Indexing msword document properties

classic Classic list List threaded Threaded
8 messages Options
Reply | Threaded
Open this post in threaded view
|

Indexing msword document properties

ahammad
I have successfully gotten Nutch to index msword documents. If you go under File>Properties, and under the "Custom" tab in MS Word, you can add some properties to the file, sort of like HTML meta tags.

I have the msword parser, index-more and query-more plugins, as well as a custom meta tag indexer/filter installed. My question is can Nutch read document properties like the ones I described? Does it have the ability to go that far in the document to extract the custom user-defined properties?

If so, was there anybody that successfully implemented this?
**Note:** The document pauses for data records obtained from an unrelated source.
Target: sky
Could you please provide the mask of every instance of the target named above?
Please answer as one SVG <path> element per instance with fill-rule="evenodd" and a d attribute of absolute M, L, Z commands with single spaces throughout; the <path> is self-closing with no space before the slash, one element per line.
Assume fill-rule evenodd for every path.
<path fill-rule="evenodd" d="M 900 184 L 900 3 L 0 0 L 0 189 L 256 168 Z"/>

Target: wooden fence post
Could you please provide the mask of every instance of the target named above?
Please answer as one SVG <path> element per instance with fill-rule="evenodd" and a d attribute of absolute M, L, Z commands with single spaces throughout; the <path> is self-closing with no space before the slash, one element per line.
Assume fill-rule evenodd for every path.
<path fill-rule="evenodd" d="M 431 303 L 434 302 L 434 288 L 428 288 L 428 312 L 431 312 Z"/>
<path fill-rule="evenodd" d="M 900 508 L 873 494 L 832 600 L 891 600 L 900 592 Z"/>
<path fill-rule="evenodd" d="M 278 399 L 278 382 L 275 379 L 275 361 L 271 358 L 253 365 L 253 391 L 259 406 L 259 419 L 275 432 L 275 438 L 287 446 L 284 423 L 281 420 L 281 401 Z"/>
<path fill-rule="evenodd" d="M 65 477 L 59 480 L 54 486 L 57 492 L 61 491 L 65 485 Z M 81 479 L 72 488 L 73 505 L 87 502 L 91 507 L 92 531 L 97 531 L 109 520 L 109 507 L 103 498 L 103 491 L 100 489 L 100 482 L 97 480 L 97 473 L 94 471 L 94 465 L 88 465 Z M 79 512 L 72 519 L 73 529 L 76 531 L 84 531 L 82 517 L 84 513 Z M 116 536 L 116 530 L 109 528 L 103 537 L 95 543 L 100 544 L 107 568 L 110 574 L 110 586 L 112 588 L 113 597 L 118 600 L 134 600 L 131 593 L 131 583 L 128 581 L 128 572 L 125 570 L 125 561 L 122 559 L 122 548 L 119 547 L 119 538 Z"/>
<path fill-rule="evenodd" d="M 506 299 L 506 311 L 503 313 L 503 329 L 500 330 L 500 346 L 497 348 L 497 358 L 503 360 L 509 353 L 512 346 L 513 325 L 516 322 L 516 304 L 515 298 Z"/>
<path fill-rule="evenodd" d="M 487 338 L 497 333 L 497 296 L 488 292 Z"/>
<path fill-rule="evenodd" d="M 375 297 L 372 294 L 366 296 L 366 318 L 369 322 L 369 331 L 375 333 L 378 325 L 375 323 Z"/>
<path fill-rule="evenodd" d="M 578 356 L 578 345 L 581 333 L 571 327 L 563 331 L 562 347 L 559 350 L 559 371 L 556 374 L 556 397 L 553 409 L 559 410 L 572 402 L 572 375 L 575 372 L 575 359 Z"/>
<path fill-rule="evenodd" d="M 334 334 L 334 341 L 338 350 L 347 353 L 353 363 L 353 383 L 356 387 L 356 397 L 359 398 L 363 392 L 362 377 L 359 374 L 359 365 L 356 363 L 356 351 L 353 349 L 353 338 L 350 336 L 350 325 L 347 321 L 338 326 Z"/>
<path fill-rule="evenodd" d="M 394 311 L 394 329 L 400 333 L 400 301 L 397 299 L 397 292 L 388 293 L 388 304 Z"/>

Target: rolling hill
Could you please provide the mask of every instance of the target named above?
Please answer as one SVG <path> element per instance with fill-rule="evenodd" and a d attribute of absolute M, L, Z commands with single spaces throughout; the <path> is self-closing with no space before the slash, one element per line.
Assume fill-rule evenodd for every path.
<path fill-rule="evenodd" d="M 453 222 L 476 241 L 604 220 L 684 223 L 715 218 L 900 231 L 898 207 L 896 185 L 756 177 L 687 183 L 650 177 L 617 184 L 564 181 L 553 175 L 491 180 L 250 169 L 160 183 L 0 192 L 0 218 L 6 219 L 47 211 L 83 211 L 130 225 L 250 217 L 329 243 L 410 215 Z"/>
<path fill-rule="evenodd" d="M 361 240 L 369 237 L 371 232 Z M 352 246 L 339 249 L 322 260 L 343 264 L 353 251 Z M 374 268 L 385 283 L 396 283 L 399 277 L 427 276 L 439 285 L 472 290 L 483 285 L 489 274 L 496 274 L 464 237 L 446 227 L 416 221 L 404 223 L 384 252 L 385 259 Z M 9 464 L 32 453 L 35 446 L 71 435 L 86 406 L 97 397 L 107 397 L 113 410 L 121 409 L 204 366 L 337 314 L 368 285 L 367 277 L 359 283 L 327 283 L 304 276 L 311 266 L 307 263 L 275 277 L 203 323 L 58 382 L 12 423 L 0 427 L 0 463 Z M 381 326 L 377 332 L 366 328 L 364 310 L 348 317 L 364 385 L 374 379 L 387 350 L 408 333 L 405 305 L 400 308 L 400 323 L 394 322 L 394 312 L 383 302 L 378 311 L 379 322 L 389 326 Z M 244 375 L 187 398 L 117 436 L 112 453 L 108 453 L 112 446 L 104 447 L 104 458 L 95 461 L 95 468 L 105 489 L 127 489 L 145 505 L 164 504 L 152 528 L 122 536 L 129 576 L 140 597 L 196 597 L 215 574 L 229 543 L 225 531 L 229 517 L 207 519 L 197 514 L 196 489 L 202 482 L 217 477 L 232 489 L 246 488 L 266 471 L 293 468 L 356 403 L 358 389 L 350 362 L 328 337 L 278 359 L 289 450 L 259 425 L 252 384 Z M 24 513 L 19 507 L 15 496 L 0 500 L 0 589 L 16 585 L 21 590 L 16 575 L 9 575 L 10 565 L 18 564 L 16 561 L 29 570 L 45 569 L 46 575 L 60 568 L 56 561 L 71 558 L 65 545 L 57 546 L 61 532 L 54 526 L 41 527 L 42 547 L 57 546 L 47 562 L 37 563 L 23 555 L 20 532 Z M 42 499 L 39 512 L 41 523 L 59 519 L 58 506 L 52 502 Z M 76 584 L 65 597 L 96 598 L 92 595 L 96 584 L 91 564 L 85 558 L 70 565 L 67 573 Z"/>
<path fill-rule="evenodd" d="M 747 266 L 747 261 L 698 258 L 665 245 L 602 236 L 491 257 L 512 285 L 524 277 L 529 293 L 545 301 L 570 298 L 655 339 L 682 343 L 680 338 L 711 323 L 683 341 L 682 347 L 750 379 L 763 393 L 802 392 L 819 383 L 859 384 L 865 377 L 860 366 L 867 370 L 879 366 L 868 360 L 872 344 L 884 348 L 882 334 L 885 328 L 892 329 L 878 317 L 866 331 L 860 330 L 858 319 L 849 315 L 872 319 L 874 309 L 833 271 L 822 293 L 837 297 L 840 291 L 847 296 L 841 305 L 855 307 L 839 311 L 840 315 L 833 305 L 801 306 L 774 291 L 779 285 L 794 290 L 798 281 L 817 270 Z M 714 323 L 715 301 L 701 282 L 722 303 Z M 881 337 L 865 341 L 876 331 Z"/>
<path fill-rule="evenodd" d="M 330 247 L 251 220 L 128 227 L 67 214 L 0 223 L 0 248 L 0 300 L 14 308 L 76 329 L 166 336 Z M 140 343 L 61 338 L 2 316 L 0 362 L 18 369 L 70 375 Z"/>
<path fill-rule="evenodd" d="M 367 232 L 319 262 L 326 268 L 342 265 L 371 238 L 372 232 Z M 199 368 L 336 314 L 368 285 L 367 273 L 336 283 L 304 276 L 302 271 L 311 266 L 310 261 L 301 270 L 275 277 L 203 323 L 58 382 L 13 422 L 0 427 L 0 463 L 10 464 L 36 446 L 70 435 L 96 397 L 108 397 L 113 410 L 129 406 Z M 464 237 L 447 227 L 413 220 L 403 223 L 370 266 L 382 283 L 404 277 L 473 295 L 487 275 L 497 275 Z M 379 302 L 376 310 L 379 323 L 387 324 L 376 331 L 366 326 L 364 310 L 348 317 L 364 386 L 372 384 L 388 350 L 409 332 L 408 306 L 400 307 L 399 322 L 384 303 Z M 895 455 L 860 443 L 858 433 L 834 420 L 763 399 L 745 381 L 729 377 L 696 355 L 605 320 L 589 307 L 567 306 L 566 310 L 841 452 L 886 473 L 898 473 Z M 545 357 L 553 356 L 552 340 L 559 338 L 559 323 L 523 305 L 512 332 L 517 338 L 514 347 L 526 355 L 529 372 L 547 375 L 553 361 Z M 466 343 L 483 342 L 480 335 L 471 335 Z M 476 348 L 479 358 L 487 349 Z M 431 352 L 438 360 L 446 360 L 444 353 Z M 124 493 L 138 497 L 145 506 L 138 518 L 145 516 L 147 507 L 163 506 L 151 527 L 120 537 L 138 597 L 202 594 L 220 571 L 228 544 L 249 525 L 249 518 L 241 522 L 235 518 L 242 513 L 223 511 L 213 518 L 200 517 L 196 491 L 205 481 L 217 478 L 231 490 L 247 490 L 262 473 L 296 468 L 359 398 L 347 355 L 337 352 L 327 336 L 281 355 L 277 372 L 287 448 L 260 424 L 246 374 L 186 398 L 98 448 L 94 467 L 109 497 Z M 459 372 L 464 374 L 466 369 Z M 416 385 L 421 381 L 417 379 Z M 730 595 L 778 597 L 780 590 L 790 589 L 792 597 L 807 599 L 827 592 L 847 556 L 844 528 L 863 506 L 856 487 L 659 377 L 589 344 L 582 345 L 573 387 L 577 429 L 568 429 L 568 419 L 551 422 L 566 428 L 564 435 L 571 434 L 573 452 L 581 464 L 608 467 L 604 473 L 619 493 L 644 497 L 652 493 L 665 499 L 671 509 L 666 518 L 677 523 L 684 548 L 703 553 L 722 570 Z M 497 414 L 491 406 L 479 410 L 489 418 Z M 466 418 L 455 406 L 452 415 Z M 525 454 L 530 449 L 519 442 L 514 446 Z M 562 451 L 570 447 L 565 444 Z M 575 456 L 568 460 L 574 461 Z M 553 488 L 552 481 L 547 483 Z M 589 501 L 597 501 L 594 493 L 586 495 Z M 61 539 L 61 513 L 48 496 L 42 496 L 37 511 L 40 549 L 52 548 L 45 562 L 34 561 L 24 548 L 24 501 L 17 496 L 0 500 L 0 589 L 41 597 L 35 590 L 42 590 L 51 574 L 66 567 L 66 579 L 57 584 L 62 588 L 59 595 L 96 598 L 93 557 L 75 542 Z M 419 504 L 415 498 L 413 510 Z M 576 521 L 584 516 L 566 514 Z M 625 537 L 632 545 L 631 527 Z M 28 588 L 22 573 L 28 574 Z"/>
If not, I would imagine that we need to modify index-more/query-more plugins to do that. Can someone confirm this?

Anyone know of a good place to start looking? Any help will be appreciated.

Cheers.
Reply | Threaded
Open this post in threaded view
|

Re: Indexing msword document properties

ahammad
Hello,

I've been looking further into this and it seems like the only way to do it is to modify the msword parser so that it reads in the custom properties information. I'm attempting this but so far, I wasn't successful.

The classes that I found that may be useful are org.apache.poi.hpsf.DocumentSummaryInformation and org.apache.poi.hpsf.CustomProperties. Not sure if there are other things that I need.

I'm currently trying to modify MSExtractor.java and MSBaseParser.java in the lib-parsems plugin. Am I proceeding correctly with this or am I just wasting my time?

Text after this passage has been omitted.